La Semana de la Niñez encontró un escenario vibrante de alegría y concientización en el Hospital Nivel II Dr. Justo José Pereyra, ubicado en Aristóbulo Del Valle. Durante la mañana de hoy, las instalaciones del nosocomio se llenaron de risas y el aroma de un desayuno saludable, gracias a una iniciativa conjunta del equipo de nutricionistas del hospital y la Escuela Domiciliaria y Hospitalaria.
La actividad principal consistió en una charla educativa diseñada para los más pequeños, donde se abordaron los pilares de una alimentación equilibrada y se transmitieron conceptos fundamentales sobre la importancia de los buenos hábitos desde temprana edad. De manera didáctica y entretenida, los niños y niñas pudieron comprender la relevancia de cada grupo de alimentos y cómo incorporarlos en su dieta diaria para un crecimiento y desarrollo óptimos.

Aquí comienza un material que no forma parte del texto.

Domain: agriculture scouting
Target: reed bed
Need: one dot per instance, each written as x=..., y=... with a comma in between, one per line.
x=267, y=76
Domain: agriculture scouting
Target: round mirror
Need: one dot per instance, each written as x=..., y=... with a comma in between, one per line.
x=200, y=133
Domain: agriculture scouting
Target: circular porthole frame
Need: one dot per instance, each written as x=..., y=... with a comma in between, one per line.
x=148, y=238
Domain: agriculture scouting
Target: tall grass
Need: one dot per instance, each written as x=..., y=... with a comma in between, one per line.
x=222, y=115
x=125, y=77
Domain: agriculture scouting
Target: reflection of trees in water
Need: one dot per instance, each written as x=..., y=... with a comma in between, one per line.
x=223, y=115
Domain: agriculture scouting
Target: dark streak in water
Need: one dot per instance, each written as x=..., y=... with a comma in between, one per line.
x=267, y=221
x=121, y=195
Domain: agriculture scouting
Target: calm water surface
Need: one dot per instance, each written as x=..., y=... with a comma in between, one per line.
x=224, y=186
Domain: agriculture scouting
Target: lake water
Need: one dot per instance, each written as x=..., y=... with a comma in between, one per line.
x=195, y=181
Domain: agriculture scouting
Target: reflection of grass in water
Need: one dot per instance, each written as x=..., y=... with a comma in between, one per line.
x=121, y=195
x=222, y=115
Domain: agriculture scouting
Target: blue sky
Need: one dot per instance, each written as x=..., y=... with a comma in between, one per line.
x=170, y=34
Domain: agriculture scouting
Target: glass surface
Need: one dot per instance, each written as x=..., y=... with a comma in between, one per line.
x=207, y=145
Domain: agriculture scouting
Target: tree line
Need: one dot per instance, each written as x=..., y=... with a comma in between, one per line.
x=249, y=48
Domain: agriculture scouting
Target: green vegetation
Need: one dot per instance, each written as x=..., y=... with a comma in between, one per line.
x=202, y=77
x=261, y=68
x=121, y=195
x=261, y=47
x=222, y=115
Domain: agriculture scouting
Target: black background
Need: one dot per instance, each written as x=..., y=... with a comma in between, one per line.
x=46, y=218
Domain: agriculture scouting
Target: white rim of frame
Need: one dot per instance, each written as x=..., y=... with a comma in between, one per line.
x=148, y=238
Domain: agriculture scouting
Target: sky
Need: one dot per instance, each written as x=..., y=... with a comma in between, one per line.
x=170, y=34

Mientras aguardaban su turno para ser atendidos por el Dr. Matías Escalante, quien formó parte activa de la jornada ofreciendo atención médica a los pequeños, los asistentes disfrutaron de un momento de esparcimiento. Un rico y nutritivo desayuno fue el punto de partida para una serie de actividades lúdicas, juegos y canciones que animaron la mañana. La interacción con las nutricionistas y las maestras de la escuela domiciliaria y hospitalaria fue clave, creando un ambiente de camaradería y confianza donde los niños se sintieron cómodos para aprender y compartir.
Esta jornada especial se enmarca en el compromiso constante del Hospital Dr. Justo José Pereyra por brindar una atención integral a sus pacientes, que va más allá de lo estrictamente médico. La inclusión de la educación nutricional y el fomento de la salud a través de actividades recreativas demuestran una visión humanizada y proactiva en el cuidado de la salud infantil. La colaboración entre las distintas áreas del hospital y las instituciones educativas resalta la importancia del trabajo en red para el bienestar de la comunidad, especialmente de sus miembros más jóvenes.
La celebración de la Semana de la Niñez en el hospital no solo buscó ofrecer un momento de distensión a los pequeños en un entorno de atención médica, sino también sembrar semillas de conocimiento sobre hábitos saludables que perduren en el tiempo. La energía y la participación entusiasta de los niños fueron el reflejo del éxito de una iniciativa que combina aprendizaje, cuidado y, sobre todo, mucha ternura.